The “nuclear option”: Why does it matter?

Scaffolding has been removed from the upper section of the U.S. Capitol dome as the Architect of the Capitol works to complete the Capitol Dome Restoration Project before the 2017 presidential inauguration. 

Bill Clark/CQ Roll Call/AP

What it is:

The “nuclear option” refers to a change in the Senate rules to eliminate the option of filibustering a Supreme Court nominee, bringing the votes necessary to approve that nominee from 60 down to 51. It has been termed the “nuclear option” because it is generally regarded as a drastic move that, if taken, would fundamentally alter the Senate’s function in the government.

Some background: President Trump announced Tuesday that he will nominate Federal Appeals Court Judge Neil Gorsuch to the Supreme Court. Democrats are considering whether to mount a filibuster and force Republicans to obtain a 60-vote majority to advance Gorsuch’s nomination. Because Republicans currently hold only 52 seats, a filibuster would force them to win support from at least eight Democrats to proceed.

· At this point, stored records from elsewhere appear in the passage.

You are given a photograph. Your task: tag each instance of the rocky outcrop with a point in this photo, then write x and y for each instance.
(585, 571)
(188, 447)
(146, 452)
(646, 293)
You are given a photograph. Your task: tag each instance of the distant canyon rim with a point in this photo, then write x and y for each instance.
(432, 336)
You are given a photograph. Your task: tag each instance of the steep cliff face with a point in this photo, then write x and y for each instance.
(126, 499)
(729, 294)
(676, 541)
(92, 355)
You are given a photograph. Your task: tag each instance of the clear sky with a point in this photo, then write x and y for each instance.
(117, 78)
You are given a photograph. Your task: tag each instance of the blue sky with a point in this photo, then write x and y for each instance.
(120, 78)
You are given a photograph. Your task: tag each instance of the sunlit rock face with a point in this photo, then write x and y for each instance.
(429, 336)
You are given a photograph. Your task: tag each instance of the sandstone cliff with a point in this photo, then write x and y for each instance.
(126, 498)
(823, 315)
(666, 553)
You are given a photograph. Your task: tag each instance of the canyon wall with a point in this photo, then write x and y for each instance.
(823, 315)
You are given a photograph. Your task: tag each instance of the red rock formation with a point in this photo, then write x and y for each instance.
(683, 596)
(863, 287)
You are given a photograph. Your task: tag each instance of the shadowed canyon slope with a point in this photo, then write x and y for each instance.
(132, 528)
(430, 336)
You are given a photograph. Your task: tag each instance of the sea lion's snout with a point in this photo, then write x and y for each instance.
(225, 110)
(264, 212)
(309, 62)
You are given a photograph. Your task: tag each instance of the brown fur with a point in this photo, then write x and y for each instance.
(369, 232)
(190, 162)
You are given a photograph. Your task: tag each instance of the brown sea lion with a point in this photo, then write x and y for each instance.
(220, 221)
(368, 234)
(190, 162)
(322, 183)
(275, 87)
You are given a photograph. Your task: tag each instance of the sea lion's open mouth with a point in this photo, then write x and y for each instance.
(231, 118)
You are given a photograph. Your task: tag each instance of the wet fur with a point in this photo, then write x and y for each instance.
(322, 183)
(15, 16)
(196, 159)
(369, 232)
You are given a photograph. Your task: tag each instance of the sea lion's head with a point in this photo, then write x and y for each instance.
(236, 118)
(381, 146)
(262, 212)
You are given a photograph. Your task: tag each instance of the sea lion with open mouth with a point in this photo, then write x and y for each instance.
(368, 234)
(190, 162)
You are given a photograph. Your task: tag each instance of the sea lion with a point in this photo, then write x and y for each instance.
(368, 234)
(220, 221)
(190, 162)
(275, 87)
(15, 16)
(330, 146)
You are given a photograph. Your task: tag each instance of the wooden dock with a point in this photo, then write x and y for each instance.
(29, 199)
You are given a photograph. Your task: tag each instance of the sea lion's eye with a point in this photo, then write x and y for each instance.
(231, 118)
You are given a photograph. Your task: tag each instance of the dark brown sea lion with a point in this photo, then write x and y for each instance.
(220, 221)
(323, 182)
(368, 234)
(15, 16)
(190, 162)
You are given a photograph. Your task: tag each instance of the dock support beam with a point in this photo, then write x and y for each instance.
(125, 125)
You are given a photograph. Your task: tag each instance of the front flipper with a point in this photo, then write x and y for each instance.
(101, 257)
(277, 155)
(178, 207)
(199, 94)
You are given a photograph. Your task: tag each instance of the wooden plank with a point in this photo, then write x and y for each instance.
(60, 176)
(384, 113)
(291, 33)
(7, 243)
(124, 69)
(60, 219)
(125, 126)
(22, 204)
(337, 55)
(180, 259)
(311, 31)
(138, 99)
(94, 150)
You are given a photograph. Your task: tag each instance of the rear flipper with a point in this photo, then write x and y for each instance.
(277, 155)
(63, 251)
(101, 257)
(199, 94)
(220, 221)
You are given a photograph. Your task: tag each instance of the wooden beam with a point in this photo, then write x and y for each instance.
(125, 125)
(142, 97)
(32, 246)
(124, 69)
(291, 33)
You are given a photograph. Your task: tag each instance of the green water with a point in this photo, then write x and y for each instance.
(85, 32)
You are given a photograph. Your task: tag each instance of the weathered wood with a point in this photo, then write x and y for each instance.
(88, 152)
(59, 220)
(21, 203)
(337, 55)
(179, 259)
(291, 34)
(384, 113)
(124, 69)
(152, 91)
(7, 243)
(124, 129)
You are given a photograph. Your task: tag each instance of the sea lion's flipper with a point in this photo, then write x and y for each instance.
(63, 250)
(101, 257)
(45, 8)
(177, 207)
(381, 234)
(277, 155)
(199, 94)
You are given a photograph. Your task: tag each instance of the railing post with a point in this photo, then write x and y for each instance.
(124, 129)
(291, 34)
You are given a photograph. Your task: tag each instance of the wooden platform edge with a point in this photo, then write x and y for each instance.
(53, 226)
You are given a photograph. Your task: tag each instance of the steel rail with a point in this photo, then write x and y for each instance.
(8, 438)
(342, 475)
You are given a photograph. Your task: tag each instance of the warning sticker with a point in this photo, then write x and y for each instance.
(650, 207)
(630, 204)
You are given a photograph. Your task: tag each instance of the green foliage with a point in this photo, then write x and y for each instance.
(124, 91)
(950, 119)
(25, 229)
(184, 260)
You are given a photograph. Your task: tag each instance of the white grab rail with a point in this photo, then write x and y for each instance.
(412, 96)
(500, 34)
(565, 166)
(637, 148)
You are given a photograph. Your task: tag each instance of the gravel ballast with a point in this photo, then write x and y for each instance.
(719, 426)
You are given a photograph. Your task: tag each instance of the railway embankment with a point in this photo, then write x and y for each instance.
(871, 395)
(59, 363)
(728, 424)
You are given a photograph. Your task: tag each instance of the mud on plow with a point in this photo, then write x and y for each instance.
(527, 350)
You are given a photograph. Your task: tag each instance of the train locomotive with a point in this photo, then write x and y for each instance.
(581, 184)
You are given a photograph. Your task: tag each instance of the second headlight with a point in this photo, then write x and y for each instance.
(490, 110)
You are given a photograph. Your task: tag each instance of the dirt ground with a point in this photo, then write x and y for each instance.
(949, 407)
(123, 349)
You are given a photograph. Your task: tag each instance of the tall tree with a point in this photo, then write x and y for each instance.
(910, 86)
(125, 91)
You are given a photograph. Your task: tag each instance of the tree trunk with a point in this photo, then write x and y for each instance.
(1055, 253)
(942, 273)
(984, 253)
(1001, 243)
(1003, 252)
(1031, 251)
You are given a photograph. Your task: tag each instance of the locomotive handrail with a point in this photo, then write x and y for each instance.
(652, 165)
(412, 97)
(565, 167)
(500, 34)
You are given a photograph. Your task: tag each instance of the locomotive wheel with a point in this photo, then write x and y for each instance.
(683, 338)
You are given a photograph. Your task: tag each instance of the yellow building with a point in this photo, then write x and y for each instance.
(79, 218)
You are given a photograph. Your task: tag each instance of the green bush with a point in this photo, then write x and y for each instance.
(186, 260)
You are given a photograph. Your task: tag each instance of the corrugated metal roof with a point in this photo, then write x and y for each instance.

If Democrats successfully blockade Gorsuch’s nomination by denying him 60 votes, some Republicans, including President Trump, have said Senate Majority Leader Mitch McConnell should invoke the “nuclear option” to remove the Supreme Court filibuster and push Gorsuch through with just 51 votes.

How it could affect people:

The Supreme Court is the most powerful court in the land, and its decisions affect every facet of American life – social, political, economic, and more. Supreme Court justices enjoy lifetime tenure, so someone as young as Gorsuch, who’s 49 years old, could serve for many decades before stepping down. His opinions, if he’s confirmed, could affect American jurisprudence for centuries.

The “nuclear option” would make it far easier for Gorsuch and all future Supreme Court nominees to be confirmed.

What supporters of the “nuclear option” say:

Those pushing to eliminate the filibuster for Supreme Court nominees argue the Senate has ceased to function effectively when a 60-vote threshold is required on a given vote. They say the partisan gridlock has become so intense that securing a bipartisan vote on a Supreme Court would be virtually impossible, and they argue that a Supreme Court nomination is too important to be stalled by reflexive partisanship.  “If we end up with that gridlock I would say, ‘If you can, Mitch, go nuclear,’” Mr. Trump said Wednesday.

Some point out that the Senate already changed its rules in 2014 to institute a 51-vote threshold for non-Supreme Court federal judiciary nominees and executive branch nominees. Invoking the “nuclear option,” they argue, would just be another step down the same path.

What opponents of the “nuclear option” say:

Those opposed to eliminating the filibuster for Supreme Court nominations say it would irrevocably alter the Senate’s ability to check and balance other branches of government by removing one of the most powerful tools of the minority party. The Senate was envisioned by the founders as a “cooling saucer” to prevent the government from doing too much, too quickly. By allowing a minority of 41 senators to halt Senate business, Senate rules keep faith with the founders, who wanted to force cooperation between the minority and majority parties in a system in which the House functions by simple majority vote, and the president exercises near-complete control over the executive branch. 

That bipartisan cooperation, “nuclear option” opponents say, is especially crucial on something as important and long-lasting as a Supreme Court nomination. 

Additionally, some Democrats have defended their right to filibuster Mr. Trump’s nominee by pointing to Senate Republicans’ treatment of Merrick Garland, who was nominated to the Supreme Court last March by former President Obama. The GOP leaders of the Senate never held hearings or a vote on Garland’s nomination, and some Democrats believe turnabout is fair play – that they have every right to stall Gorsuch’s nomination just as Republicans stalled Garland’s.

Why it matters to the power struggle in Washington:

If McConnell invokes the “nuclear option,” it would further empower Republicans, who currently control the White House and Congress, by easing their approval of Gorsuch and any other Supreme Court nominations Mr. Trump makes while the GOP holds the majority in the Senate.

That last detail is crucial, however - the “nuclear option” would empower whichever party holds the majority in the Senate. If the Republicans pull the trigger on the rule change and then lose control of the Senate in the next election, the increased power of the Senate majority would be in Democratic hands.

What to watch for next:

How Democrats respond to Gorsuch’s nomination may go a long way in deciding the fate of the “nuclear option.” If Republican leaders are able to win support from at least eight Democrats, even a filibuster will be unable to prevent Gorsuch’s confirmation. If that’s the case, the motivation to change Senate rules will diminish.

If Democrats are able to prevent Republicans from amassing 60 votes, however, all bets are off. McConnell has largely avoided talk of the “nuclear option” thus far, suggesting the ball is in Democrats’ court and he expects Gorsuch to be confirmed one way or another. He has, however, suggested he won’t be swayed by outside pressure, including from the White House, as he weighs his decision. ““That’s not a presidential decision,” McConnell recently told Politico when he was asked about invoking the nuclear option. “That’s a Senate decision.”